Dry weather at least makes for good flying, and early last week Tom Blog took me up in his Cessna for a look at the town from about 1,000 feet. We headed up Cerrillos Road, passing over the wasteland that was the old Santa Fe Indian School. From there we headed northeast over Thornburg headquarters (I wanted to take in all my favorite sights) and circled over the villages of Chupadero and Rio en Medio. Flying back south over the foothills, we got a stunning view of the Santa Fe River all the way from the Canyon Road treatment plant past Nichols and McClure Reservoirs, stacked one above the other on the mountain. I had never seen both of them at once. Frozen and white with snow they shone among the pines — the source of 40 percent of Santa Fe’s drinking water.
After pausing for a look at the Tom Ford mansion and what turned out to be my best photo of the day (warning: this is a 5.6 megabyte download), we headed west toward the Rio Grande, where the rest of the city’s water comes from.

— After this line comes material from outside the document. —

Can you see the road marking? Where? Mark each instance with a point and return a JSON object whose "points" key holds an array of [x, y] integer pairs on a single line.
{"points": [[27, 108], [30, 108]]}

Construction was continuing at the new treatment plant on Caja del Rio Road, which will clean the water pumped up from the Buckman diversion dam.
We flew along the pipeline past Diablo Canyon and the Buckman well field to the Rio Grande, then followed the river north to where it meets the Chama. All of this territory, my favorite part of the world, seemed so compact and finite from the air. Before I knew it we were almost to Abiquiu Lake. We cut south past the black volcanic mesa called Cerro Pedrenal and ascended a few thousand feet higher for a flight over the Valles Caldera and Redondo Peak, then down the other side of the Jemez Mountains to Cochiti Dam. Back when I was finishing high school in Albuquerque, a corporation called Great Western Cities announced that by 1980 it would build a town next to Cochiti as big as Santa Fe. Thankfully it turned out to be a scam. I’d forgotten the story until just recently when Emlen Hall, the retired UNM law professor I mentioned in a previous post, sent me an article he wrote almost 30 years ago in The New Mexico Review.
The Santa Fe River, or at least the dry river bed, enters the Rio Grande just north of Cochiti, and as we headed back home I watched it until it disappeared inside the deep basalt canyon at La Bajada. Someday I’d like to hike that stretch, from there north to La Cienega. (How esoteric all this geography must sound to readers who don’t know northern New Mexico. Live here long enough and it’s like being indoctrinated into a cult with its own private language.)
Before we landed I spotted the river one last time, fat with discharge from the sewage treatment plant on Airport Road. We’d come full circle, seeing where water comes into the city and where it goes back out again.